Companies are full of management from junior to executive, who are good at
making problems someone else's. Not actually solving them. They love to make
their financials improve on the backs of the rank and file, rather than their
own skill, then compensate for lower pay will with guilt trip fantasies about
loyalties. Then treat people: employees, contractors, customers, vendors,
doesn't matter, like toilet paper. Your real boss is you.

------
pimmen
_" Don't compare yourself to your co-workers"_

I don't agree, I think you should. You're selling your labor, you need to know
what the market price is. The article says that you don't know why the other
employees are earning more, and that's a valid point. Only way to know what it
is that your employer values more in other people? Ask your employer about it.
If it's something tangible, like education, certificates, landing an important
account, good deliveries on time or something like that you know what you need
to get a raise. If your employer comes up short with reasons for why you're
paid less than your peers you have the perfect argument for a raise.

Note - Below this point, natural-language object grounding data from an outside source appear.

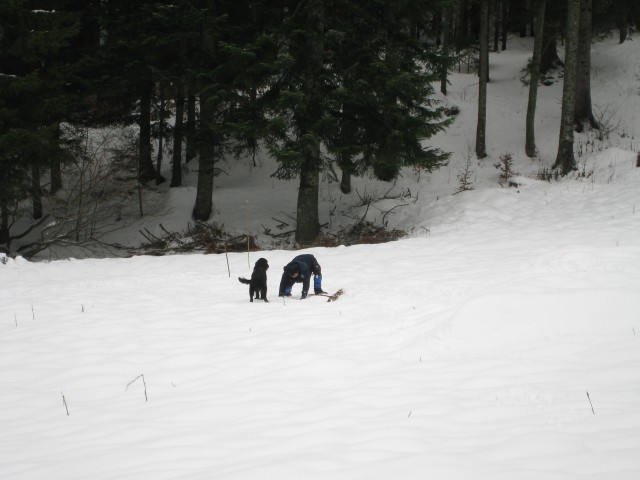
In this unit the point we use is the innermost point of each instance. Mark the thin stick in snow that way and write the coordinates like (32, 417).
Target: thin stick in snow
(146, 399)
(227, 257)
(589, 398)
(64, 402)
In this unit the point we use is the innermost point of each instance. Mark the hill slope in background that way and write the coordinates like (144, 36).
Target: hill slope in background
(247, 200)
(500, 341)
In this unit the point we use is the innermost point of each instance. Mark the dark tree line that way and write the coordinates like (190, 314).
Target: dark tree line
(315, 81)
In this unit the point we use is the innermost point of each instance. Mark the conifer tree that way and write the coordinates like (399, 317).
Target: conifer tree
(32, 99)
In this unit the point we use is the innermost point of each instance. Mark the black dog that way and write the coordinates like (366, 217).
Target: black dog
(258, 282)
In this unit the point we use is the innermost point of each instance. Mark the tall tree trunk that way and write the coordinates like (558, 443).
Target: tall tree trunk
(549, 59)
(56, 170)
(159, 177)
(481, 149)
(584, 111)
(346, 167)
(203, 207)
(36, 191)
(622, 18)
(505, 23)
(565, 159)
(146, 171)
(308, 224)
(176, 160)
(446, 47)
(496, 25)
(462, 25)
(190, 127)
(4, 224)
(530, 142)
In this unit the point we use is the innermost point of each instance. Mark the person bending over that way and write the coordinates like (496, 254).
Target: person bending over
(299, 270)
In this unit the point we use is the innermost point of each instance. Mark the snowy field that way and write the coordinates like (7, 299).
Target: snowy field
(500, 340)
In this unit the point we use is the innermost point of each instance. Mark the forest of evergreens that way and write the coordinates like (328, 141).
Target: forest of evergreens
(318, 83)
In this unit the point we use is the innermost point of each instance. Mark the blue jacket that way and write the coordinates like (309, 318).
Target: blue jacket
(306, 265)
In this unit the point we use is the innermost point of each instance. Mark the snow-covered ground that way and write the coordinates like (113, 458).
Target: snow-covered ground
(500, 340)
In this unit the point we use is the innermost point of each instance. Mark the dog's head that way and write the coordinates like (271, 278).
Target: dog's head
(262, 263)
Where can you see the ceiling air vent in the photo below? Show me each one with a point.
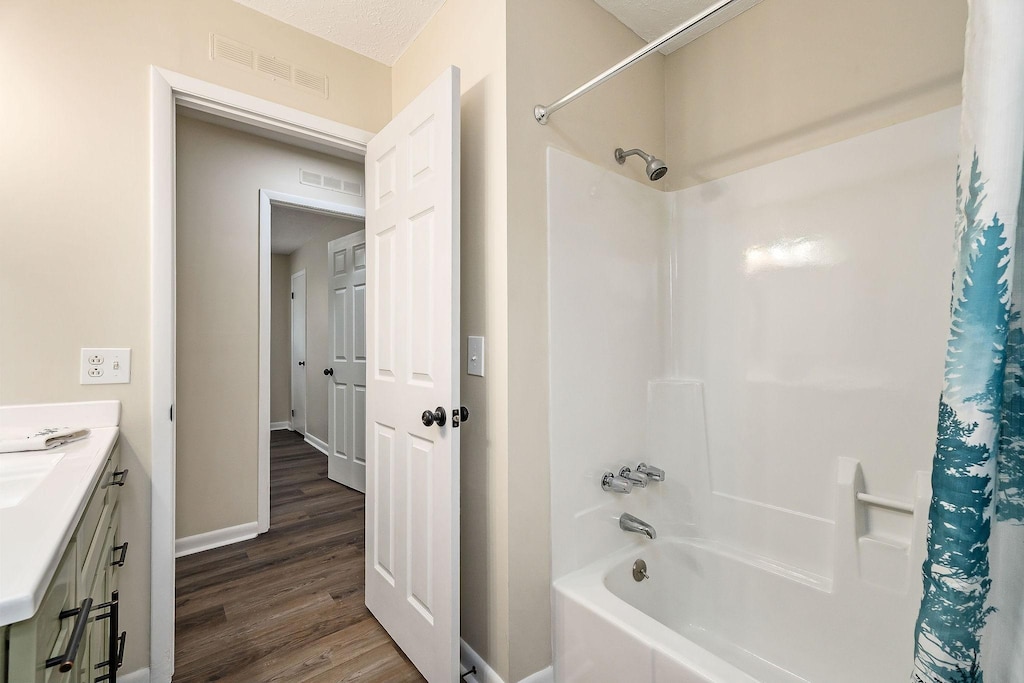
(273, 68)
(225, 49)
(330, 182)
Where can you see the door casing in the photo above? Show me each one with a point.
(297, 355)
(168, 90)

It could be that I'm Swedish though because it's rather common and not taboo
to do this research before asking for a raise. Why do you think we're way
ahead of the US in income equality between genders?

------
eric24234
Former HPE employee. Manager asked if i have any offer letters when asked for
raise. Actually my manager really was a kind of guy who can not lie or cover
so much. I understood immediately this is a standard thing and also it made
sense. From an employer stand point only about 20 % might have an offer letter
from another org and the rest 80 % are too lazy to go to interviews and get
offer letters. It works for them.

TLDR; Quit every 3 years or so if you want raise.

------
naasking
> Finally, don't lead with how long it's been since your last raise, says
> Valerie Streif, a senior advisor at Thementat.com, a San Francisco-based
> organization for job seekers. "This starts off the conversation with a tone
> of entitlement and shifts the focus away from your achievements. Instead, it
> reveals that you expect the raise solely due to the amount of time you've
> been in your position."

Right, because experience has no impact on your expected value in the job
market. I think managers should read some articles on how to not lose valuable
employees.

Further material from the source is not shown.